Au fil des jours

par  J.-P. MON
Publication : octobre 1998
Mise en ligne : 20 juin 2008

 Suppressions d’emplois [1]

• Le groupe américain Rockwell va supprimer 3.800 emplois sur 48.000 d’ici à fin 1999 dans les automatismes et l’avionique.

• Le groupe suédois SKF, N°1 mondial des roulements à billes, va supprimer 4.000 emplois

• Ansaldo Energia, filiale du groupe public italien Finmeccanica, met en place un plan de restructuration prévoyant 800 suppressions définitives d’emplois et 895 autres, partielles.

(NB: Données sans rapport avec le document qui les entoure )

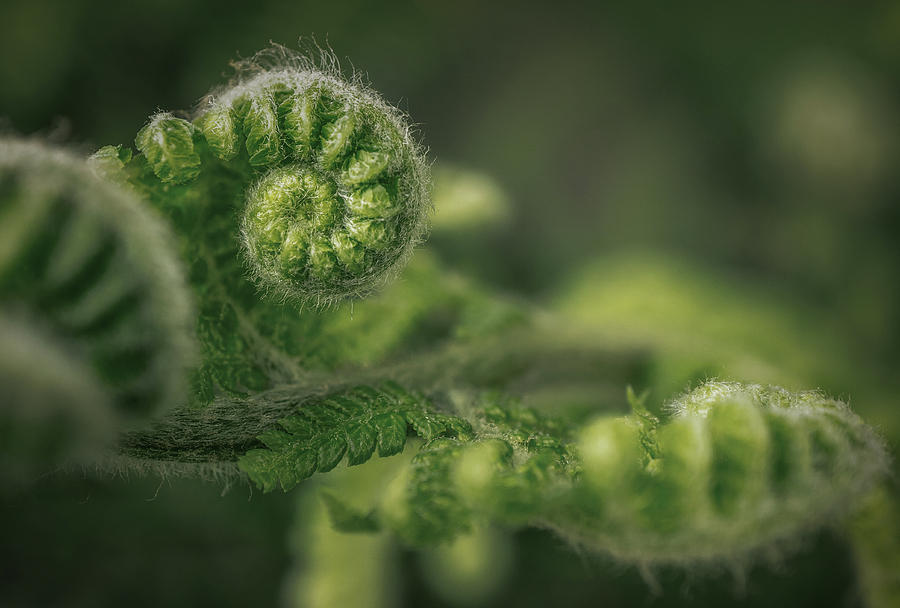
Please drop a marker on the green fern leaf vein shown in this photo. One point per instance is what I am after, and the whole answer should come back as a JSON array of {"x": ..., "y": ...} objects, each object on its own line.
[{"x": 352, "y": 424}]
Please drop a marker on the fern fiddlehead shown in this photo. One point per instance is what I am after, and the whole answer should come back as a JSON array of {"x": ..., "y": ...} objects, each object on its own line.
[
  {"x": 736, "y": 468},
  {"x": 290, "y": 186},
  {"x": 84, "y": 264},
  {"x": 343, "y": 188}
]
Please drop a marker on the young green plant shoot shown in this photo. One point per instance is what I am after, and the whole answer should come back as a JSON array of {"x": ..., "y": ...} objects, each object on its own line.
[{"x": 289, "y": 191}]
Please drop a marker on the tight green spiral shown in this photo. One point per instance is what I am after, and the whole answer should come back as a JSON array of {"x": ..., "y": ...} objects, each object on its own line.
[
  {"x": 84, "y": 264},
  {"x": 336, "y": 190},
  {"x": 736, "y": 467}
]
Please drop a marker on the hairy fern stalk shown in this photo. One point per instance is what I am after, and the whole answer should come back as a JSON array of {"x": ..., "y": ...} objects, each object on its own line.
[{"x": 290, "y": 187}]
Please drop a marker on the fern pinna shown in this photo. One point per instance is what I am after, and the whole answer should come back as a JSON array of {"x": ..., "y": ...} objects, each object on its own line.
[{"x": 293, "y": 187}]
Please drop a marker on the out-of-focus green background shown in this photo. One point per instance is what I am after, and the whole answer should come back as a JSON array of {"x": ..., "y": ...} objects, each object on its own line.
[{"x": 722, "y": 169}]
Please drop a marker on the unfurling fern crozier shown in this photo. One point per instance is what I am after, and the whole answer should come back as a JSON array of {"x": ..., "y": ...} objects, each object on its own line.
[{"x": 336, "y": 192}]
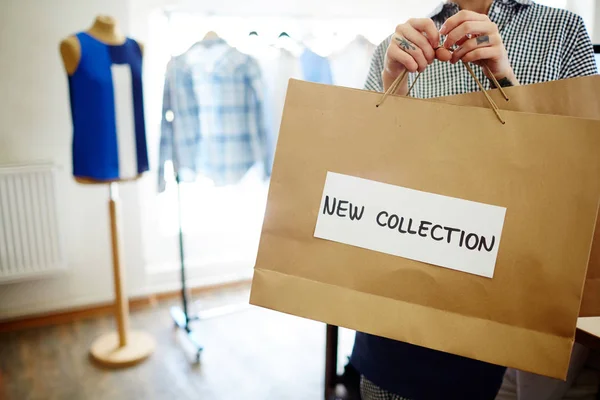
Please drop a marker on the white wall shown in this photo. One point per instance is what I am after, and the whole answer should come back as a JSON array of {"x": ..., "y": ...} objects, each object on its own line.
[{"x": 35, "y": 126}]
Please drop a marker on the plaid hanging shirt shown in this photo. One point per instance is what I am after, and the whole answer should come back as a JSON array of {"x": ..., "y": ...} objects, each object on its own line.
[
  {"x": 543, "y": 44},
  {"x": 212, "y": 121}
]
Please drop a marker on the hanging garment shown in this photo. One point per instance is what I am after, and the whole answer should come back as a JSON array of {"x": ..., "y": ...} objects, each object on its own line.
[
  {"x": 315, "y": 68},
  {"x": 278, "y": 67},
  {"x": 350, "y": 66},
  {"x": 212, "y": 121},
  {"x": 109, "y": 135}
]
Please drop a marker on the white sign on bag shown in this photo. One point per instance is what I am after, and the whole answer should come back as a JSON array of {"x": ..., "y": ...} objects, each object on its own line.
[{"x": 445, "y": 231}]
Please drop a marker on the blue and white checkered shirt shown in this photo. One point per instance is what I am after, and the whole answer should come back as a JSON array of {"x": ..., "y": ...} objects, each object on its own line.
[{"x": 212, "y": 121}]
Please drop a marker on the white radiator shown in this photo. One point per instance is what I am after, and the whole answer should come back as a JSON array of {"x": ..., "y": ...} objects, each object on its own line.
[{"x": 30, "y": 245}]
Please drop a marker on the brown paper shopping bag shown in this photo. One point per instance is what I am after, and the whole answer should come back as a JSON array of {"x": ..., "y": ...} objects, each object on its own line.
[
  {"x": 544, "y": 171},
  {"x": 577, "y": 97}
]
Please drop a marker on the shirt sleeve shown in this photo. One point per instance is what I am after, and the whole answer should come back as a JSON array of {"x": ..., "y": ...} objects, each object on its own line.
[
  {"x": 578, "y": 57},
  {"x": 258, "y": 129},
  {"x": 374, "y": 79}
]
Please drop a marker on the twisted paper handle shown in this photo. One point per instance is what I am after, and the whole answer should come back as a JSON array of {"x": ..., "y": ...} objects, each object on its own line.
[{"x": 398, "y": 81}]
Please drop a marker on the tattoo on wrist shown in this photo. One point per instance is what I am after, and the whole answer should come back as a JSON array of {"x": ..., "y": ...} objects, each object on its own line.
[
  {"x": 405, "y": 44},
  {"x": 482, "y": 40},
  {"x": 504, "y": 82}
]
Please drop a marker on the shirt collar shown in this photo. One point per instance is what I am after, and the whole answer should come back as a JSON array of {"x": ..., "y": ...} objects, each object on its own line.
[{"x": 448, "y": 8}]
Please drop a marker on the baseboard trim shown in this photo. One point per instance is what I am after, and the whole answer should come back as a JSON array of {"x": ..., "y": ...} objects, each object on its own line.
[{"x": 103, "y": 309}]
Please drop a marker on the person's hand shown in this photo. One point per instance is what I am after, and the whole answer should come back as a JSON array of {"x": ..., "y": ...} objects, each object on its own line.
[
  {"x": 412, "y": 48},
  {"x": 479, "y": 42}
]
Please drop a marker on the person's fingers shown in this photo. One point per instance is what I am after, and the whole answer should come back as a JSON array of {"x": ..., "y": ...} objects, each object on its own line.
[
  {"x": 459, "y": 18},
  {"x": 443, "y": 54},
  {"x": 473, "y": 28},
  {"x": 426, "y": 26},
  {"x": 412, "y": 48},
  {"x": 397, "y": 59},
  {"x": 485, "y": 53},
  {"x": 472, "y": 44}
]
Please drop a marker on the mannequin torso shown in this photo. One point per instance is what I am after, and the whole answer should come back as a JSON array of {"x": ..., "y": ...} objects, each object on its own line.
[{"x": 105, "y": 30}]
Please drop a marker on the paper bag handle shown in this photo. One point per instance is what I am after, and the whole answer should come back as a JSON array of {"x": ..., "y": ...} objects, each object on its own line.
[{"x": 400, "y": 79}]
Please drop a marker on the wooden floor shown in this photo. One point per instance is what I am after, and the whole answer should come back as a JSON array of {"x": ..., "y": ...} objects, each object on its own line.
[{"x": 251, "y": 354}]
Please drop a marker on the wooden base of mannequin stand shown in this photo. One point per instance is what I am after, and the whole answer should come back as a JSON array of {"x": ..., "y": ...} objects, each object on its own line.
[
  {"x": 107, "y": 352},
  {"x": 123, "y": 348}
]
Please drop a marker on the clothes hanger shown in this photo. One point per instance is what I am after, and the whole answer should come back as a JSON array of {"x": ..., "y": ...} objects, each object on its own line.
[{"x": 211, "y": 35}]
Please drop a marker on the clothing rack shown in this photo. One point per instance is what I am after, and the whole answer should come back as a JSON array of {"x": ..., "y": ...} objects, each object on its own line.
[{"x": 182, "y": 316}]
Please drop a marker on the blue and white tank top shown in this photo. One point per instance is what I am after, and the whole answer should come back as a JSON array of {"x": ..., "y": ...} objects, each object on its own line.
[{"x": 109, "y": 135}]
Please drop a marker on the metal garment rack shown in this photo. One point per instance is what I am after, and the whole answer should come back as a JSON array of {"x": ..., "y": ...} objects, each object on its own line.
[{"x": 182, "y": 315}]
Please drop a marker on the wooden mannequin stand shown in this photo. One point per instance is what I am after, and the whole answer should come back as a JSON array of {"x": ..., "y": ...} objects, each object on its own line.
[{"x": 123, "y": 348}]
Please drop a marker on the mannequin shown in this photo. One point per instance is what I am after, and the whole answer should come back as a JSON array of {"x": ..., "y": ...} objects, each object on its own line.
[
  {"x": 105, "y": 30},
  {"x": 105, "y": 87}
]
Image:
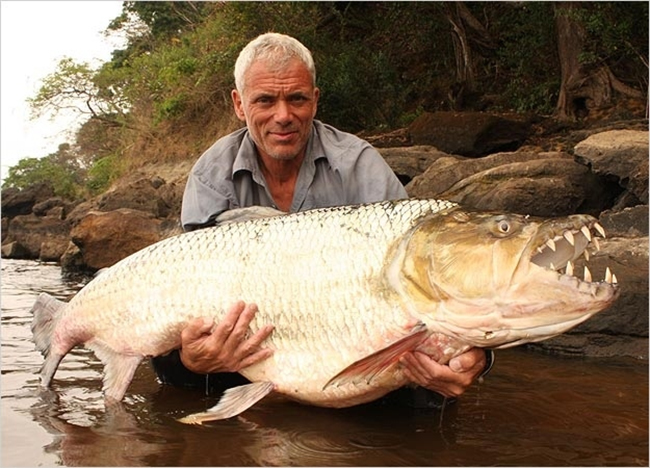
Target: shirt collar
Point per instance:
(246, 158)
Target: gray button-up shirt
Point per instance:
(339, 169)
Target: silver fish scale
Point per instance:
(317, 276)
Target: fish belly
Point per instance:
(318, 277)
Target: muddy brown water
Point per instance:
(532, 410)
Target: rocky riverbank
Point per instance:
(488, 162)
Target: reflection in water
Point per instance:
(532, 409)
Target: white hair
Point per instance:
(273, 47)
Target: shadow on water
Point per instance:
(532, 410)
(551, 414)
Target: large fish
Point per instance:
(349, 290)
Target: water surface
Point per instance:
(532, 410)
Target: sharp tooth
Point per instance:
(569, 268)
(568, 235)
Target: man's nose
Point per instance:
(283, 112)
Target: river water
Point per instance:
(532, 410)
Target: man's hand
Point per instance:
(206, 348)
(448, 380)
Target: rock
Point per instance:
(72, 261)
(538, 184)
(104, 238)
(52, 249)
(32, 231)
(621, 155)
(14, 250)
(142, 195)
(395, 138)
(630, 222)
(470, 134)
(42, 208)
(20, 202)
(409, 162)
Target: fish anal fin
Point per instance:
(367, 368)
(234, 401)
(45, 312)
(118, 370)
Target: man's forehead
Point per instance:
(262, 71)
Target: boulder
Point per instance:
(409, 162)
(146, 194)
(629, 222)
(472, 134)
(32, 231)
(621, 155)
(539, 184)
(14, 250)
(17, 202)
(104, 238)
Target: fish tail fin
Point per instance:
(46, 311)
(233, 402)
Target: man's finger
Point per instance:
(196, 329)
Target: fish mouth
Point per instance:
(559, 244)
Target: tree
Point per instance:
(587, 82)
(61, 170)
(73, 86)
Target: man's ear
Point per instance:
(238, 105)
(316, 96)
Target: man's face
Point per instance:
(278, 106)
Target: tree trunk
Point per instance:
(583, 89)
(466, 30)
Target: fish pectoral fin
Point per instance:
(369, 367)
(234, 401)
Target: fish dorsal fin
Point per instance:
(367, 368)
(239, 215)
(233, 402)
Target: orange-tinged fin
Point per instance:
(367, 368)
(233, 402)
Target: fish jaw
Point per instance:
(500, 280)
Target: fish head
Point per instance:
(498, 280)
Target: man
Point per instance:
(284, 159)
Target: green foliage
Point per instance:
(103, 171)
(56, 169)
(379, 65)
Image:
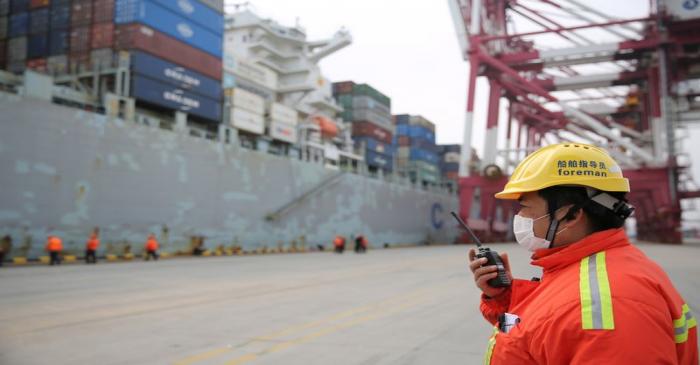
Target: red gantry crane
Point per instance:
(572, 72)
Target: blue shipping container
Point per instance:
(423, 155)
(402, 118)
(423, 144)
(178, 76)
(163, 20)
(379, 160)
(449, 166)
(59, 3)
(58, 42)
(450, 148)
(196, 12)
(168, 96)
(38, 46)
(39, 21)
(4, 7)
(374, 145)
(415, 131)
(60, 16)
(228, 81)
(19, 25)
(19, 6)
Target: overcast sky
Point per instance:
(408, 50)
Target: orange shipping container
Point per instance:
(38, 64)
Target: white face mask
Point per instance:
(524, 231)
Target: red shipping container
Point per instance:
(33, 4)
(79, 62)
(102, 35)
(81, 13)
(80, 39)
(3, 54)
(404, 141)
(103, 11)
(137, 36)
(452, 175)
(367, 129)
(37, 64)
(343, 87)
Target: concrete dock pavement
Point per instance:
(403, 306)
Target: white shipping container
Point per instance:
(451, 157)
(247, 121)
(57, 65)
(258, 74)
(283, 132)
(17, 50)
(380, 119)
(683, 9)
(365, 102)
(242, 99)
(283, 113)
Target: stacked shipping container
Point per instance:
(416, 151)
(247, 111)
(449, 162)
(184, 39)
(369, 111)
(178, 42)
(282, 123)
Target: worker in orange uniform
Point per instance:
(600, 299)
(339, 244)
(360, 244)
(54, 246)
(91, 247)
(151, 247)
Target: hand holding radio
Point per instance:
(491, 271)
(486, 274)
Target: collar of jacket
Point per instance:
(553, 259)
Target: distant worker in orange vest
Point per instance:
(360, 244)
(54, 246)
(339, 244)
(151, 247)
(91, 247)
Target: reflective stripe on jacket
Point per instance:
(600, 300)
(93, 243)
(54, 244)
(152, 244)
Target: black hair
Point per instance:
(599, 217)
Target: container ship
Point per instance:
(200, 126)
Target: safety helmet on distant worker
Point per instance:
(569, 164)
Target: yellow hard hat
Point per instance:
(572, 164)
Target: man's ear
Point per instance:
(573, 214)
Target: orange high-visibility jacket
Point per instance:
(54, 244)
(93, 243)
(600, 301)
(151, 244)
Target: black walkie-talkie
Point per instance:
(492, 258)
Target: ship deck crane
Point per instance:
(578, 74)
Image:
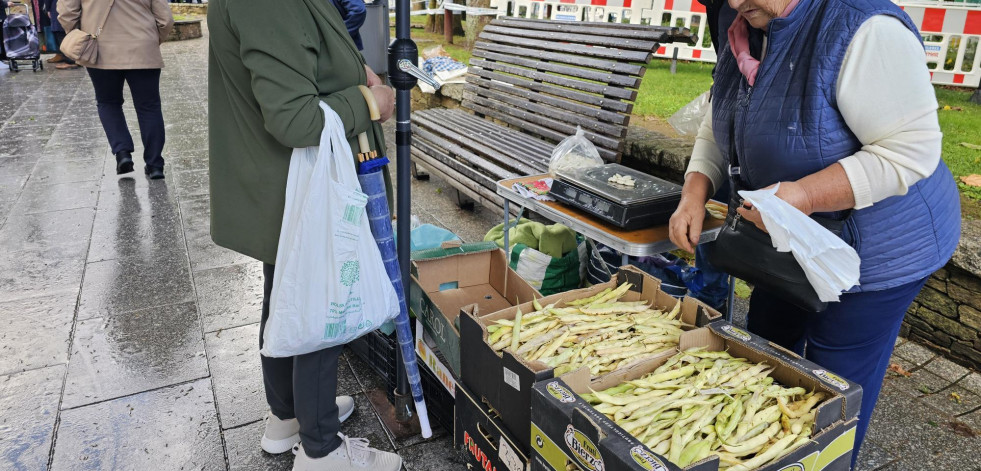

• Le groupe américain TRW a annoncé le 29 juillet un plan de restructuration de son activité d’équipements pour automobile prévoyant la fermeture de 10 à 15% de ses 137 usines, la suppression de 7.500 emplois sur 54.000 et la réduction de moitié du nombre de fournisseurs.

• Le géant allemand de l’électrotechnique Siemens a annoncé le 31 juillet la fermeture de son usine britannique de semi-conducteurs de North Tyneside, à cause de la chute des prix mondiaux. Cela entrainera la suppression de 1.100 emplois.

• Le fournisseur britannique de gaz, BOC, (la plus grande compagnie de gaz présente en Asie et dans le Pacifique) va supprimer entre 3.000 et 4.000 emplois dans le monde dont 1.000 en Grande-Bretagne [2].

• Le constructeur d’automobiles ROVER, proporiété de la société allemande Bayerische Motoren Werke AG, va supprimer 1.500 emplois en Grande-Bretagne [2].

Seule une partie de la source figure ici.